While a powerful singer in her own right, Griffith was arguably better known for her songs like “Love at the Five and Dime” (which was a country hit for Kathy Mattea) and “Outbound Plane” (ditto Suzy Bogguss) and as a collaborator: She recorded duets with Emmylou Harris, John Prine, Willie Nelson, the Chieftains, Darius Rucker, and many others over the course of her four-decade career. Her Grammy was for an album consisting of classic country covers, “Other Voices, Other Rooms.”
Yet that circle of collaborators speaks both to her vast influence and the respect she commanded in the country, folk, Americana, singer-songwriter and other multihyphenate musical communities — she called her style “folkabilly.” Possessed of a sweet yet seasoned voice and an incisive songwriting style, she recorded some 18 studio albums, beginning in 1978 with the independently released “There’s a Light Beyond These Woods,” recorded when she was 24.
In fact, Griffith’s genre-spanning style led to challenges from the beginning of her career. Born in Seguin, Texas in 1953, she began playing clubs in nearby Austin as a teenager and worked as a schoolteacher before her musical career took off. Initially primarily a folk singer — a style that was hardly at the peak of its popularity in the late 1970s — she was eventually deeply embraced by the Nashville community and made the city her home for many years. However, she was not equally embraced by country radio, and eventually worked in a hybrid style.
She began releasing albums regularly in 1982 with “Poet in My Window,” and they followed at a steady clip for nearly 30 years. She moved to Nashville in the middle of the decade and signed with MCA, releasing the first of four albums for the label, “Lone Star State of Mind,” in 1987. She scored country hits with Julie Gold’s “From a Distance” (later a hit for Bette Midler) and “I Knew Love,” yet consistent radio success proved elusive.
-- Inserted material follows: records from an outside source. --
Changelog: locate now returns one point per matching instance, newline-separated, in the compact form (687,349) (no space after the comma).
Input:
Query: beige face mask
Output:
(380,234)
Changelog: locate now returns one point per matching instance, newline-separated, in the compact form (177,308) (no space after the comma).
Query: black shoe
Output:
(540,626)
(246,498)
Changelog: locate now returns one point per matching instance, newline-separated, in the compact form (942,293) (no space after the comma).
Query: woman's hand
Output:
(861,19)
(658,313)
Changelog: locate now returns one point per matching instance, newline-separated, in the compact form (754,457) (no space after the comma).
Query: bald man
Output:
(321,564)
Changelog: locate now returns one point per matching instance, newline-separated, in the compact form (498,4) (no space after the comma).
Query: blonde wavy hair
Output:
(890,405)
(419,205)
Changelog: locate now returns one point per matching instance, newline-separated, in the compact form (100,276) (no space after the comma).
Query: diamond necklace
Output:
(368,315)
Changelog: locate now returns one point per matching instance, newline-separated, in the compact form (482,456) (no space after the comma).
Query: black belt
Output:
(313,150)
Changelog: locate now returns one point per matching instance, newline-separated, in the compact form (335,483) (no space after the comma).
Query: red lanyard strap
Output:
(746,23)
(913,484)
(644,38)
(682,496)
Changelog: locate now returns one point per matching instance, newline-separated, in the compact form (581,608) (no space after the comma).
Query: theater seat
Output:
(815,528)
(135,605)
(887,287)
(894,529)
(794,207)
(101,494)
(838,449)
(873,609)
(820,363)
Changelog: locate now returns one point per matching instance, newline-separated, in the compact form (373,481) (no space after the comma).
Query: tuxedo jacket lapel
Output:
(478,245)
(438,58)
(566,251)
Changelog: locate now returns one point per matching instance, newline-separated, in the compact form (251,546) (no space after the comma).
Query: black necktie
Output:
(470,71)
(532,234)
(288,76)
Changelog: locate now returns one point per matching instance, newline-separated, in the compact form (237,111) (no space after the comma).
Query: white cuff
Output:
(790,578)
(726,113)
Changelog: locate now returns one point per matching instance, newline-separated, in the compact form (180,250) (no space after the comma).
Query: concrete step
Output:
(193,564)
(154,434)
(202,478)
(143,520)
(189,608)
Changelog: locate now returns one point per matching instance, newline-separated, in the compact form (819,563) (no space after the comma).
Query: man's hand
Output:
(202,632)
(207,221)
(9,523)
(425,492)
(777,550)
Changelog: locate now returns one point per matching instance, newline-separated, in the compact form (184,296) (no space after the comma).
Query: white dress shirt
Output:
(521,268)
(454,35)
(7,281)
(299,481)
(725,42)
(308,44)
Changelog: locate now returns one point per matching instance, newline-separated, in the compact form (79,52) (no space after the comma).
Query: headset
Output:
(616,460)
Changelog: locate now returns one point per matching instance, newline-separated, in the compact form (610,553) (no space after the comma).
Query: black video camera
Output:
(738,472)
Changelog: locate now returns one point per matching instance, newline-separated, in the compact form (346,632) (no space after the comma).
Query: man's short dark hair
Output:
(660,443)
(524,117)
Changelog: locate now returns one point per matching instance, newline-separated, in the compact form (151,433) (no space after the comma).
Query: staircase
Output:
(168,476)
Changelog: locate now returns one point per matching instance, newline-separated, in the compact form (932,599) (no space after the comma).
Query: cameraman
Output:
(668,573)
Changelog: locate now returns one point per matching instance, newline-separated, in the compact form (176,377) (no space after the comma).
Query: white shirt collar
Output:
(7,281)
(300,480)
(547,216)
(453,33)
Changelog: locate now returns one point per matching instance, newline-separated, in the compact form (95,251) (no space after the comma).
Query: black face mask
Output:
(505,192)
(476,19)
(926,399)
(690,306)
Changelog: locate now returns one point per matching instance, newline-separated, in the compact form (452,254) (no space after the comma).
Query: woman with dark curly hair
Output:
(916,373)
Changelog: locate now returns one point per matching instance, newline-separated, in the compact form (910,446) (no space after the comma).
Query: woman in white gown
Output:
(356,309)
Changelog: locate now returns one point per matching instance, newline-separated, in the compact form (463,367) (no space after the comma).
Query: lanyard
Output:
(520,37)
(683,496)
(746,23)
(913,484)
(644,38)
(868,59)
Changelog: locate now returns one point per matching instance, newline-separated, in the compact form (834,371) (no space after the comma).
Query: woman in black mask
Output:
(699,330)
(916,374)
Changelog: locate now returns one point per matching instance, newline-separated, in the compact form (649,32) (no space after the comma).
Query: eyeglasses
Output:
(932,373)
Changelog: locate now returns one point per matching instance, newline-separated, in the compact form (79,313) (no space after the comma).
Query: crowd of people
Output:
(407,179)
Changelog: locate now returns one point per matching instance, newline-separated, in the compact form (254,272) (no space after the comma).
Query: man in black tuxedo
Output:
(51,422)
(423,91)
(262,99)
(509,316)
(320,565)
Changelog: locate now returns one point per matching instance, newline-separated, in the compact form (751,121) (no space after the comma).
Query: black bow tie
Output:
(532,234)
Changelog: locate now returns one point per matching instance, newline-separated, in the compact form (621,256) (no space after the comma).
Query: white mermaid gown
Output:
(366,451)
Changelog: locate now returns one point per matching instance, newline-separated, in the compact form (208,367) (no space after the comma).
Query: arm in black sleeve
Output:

Ventures into more commercial territory met with mixed success, and she returned to her folk-country roots upon joining Elektra Records in 1992 — indeed, she won a Grammy with “Other Voices, Other Rooms,” her first of five albums for the label.
She continued to tour widely and release albums up until “Intersections,” recorded with her longtime band members Pete and Maura Kennedy, which was recorded in her Nashville home and released in 2012 on the indie Proper Records.
Regardless of Griffith’s request for a week’s delay before formal statements, Country Music Hall of Fame and Museum CEO Kyle Young paid tribute shortly after her death was confirmed on Friday:
“Nanci Griffith was a master songwriter who took every opportunity to champion kindred spirits, including Vince Bell, Elizabeth Cook, Iris DeMent, Julie Gold, Robert Earl Keen, Lyle Lovett, Eric Taylor and Townes Van Zandt,” he wrote. “Her voice was a clarion call, at once gentle and insistent. Her brilliant album ‘The Last of the True Believers’ is a template for what is now called Americana music, and her Grammy-winning 'Other Voices, Other Rooms' is a compelling guide to 20th-century folk songs. Nanci offered gifts that no one else could give.”